The POC v0.1.6 schema had several top-level "regulation discovery" fields. This section documents how each is handled in v0.2.0:

POC v0.1.6 Fieldv0.2.0 StatusNotes
law_typeReplaced by regulatory_layerMore comprehensive: WET, AMVB, MINISTERIELE_REGELING, GRONDWET, EU_VERORDENING, etc.
legal_characterMoved to execution.produces.legal_characterNow per-article instead of per-service (BESCHIKKING, TOETS, etc.)
decision_typeMoved to execution.produces.decision_typeNow per-article instead of per-service (TOEKENNING, GOEDKEURING, etc.)
discoverableRemovedNo longer needed; all outputs are public endpoints (see Decision 1)
serviceReplaced by competent_authorityThe "service" concept becomes the authority responsible for execution; see RFC-002 for detailed design

Why per-article instead of per-service?

  • Laws contain multiple articles with different legal effects
  • Article 2 may produce a BESCHIKKING (toekenning) while Article 3 produces a TOETS (goedkeuring)
  • This matches the legal reality better than a single service-level classification

The produces construct on an article's execution block declares what legal artifact the article produces when executed. legal_character (e.g. BESCHIKKING, VASTSTELLING) classifies the type of legal act; decision_type (e.g. TOEKENNING, AFWIJZING) classifies the outcome. These fields serve as filter targets for reactive hooks (see RFC-007) and lifecycle stages (see RFC-008).

Open question: Single vs multiple executions per article?

Currently execution is an object (one per article). Should we allow multiple executions per article?

The execution.produces property could enable different outcomes from the same execution:

  • Different legal_character values (BESCHIKKING vs TOETS)

This raises the question: should produces be an array to support multiple distinct outcomes from one article's logic?

Alternative: Move produces to action level instead of execution level. This way, different actions within one execution can produce different legal outcomes without needing multiple executions.

5. Metadata Field Migrations

POC v0.1.6 had several top-level metadata fields. This section documents how each is handled in v0.2.0:

POC v0.1.6 Fieldv0.2.0 StatusNotes
name (top-level)KeptNow supports plain text or internal # reference
name (in fields)KeptStill used in baseField for field names (parameters, input, output)
lawRemovedReplaced by bwb_id + officiele_titel for proper identification
descriptionRemovedArticle text field is self-describing
valid_fromKeptEffective date (inwerkingtredingsdatum; when law becomes effective)
-Added publication_datePublication date (publicatiedatum; when law was published)
referencesReplaced by requiresNow in machineReadableSection with structured format
legal_basis (top-level)KeptArray structure: [{law_id, article, description}]

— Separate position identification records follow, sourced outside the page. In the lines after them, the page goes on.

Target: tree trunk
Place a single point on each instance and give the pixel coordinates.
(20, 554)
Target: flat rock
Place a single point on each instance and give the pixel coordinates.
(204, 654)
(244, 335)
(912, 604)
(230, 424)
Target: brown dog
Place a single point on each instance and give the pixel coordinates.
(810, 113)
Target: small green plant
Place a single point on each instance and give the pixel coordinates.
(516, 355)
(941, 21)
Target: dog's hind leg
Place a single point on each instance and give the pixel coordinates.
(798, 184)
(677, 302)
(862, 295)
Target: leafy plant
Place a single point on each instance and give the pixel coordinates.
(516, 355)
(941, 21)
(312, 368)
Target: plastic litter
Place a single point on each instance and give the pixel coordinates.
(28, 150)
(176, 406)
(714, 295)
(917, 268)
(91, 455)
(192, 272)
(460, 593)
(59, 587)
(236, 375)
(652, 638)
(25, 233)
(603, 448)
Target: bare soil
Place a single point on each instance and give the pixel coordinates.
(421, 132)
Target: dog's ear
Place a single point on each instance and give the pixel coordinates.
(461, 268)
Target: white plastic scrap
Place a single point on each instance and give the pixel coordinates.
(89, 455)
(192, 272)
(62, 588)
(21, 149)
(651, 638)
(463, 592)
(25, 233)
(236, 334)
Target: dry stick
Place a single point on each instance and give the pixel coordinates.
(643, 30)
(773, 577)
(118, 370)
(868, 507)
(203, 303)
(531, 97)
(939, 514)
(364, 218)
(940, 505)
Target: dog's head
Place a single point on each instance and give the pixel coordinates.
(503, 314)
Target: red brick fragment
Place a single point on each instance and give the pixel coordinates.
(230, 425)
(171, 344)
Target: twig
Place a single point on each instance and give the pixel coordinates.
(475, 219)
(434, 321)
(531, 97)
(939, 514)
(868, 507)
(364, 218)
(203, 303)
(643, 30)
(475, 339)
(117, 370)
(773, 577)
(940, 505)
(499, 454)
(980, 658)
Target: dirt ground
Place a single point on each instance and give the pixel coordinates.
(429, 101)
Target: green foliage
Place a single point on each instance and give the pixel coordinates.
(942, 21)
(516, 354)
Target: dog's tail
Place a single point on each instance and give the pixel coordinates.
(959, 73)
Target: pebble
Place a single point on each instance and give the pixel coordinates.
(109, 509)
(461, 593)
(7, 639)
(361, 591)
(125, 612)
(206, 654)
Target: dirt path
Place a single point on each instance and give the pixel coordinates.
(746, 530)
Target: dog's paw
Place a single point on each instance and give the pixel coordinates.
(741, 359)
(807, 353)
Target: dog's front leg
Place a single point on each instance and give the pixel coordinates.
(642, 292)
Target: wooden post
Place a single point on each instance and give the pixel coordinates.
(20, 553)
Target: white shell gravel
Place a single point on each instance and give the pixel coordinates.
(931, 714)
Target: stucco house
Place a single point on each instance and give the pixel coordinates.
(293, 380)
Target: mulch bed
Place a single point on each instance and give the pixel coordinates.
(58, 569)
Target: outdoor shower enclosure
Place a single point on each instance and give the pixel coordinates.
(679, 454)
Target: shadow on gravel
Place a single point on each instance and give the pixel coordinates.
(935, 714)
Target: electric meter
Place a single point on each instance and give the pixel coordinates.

6. Reference and Variable Notation

Two prefix conventions distinguish input from output references:

$ prefix - References to input (what you read):

  • Parameters: $bsn
  • Input fields: $leeftijd_op_verkiezingsdatum
  • Definitions: $MINIMUM_LEEFTIJD

Used in execution context (actions, conditions, source parameters).

# prefix - References to output (what is produced):

  • References named outputs within the same law
  • Used in metadata fields like name and competent_authority
  • Example: name: '#wet_naam' or competent_authority: '#bevoegd_gezag'

Reason: Make properties traceable to the source.

This is a convention, not enforced by the schema.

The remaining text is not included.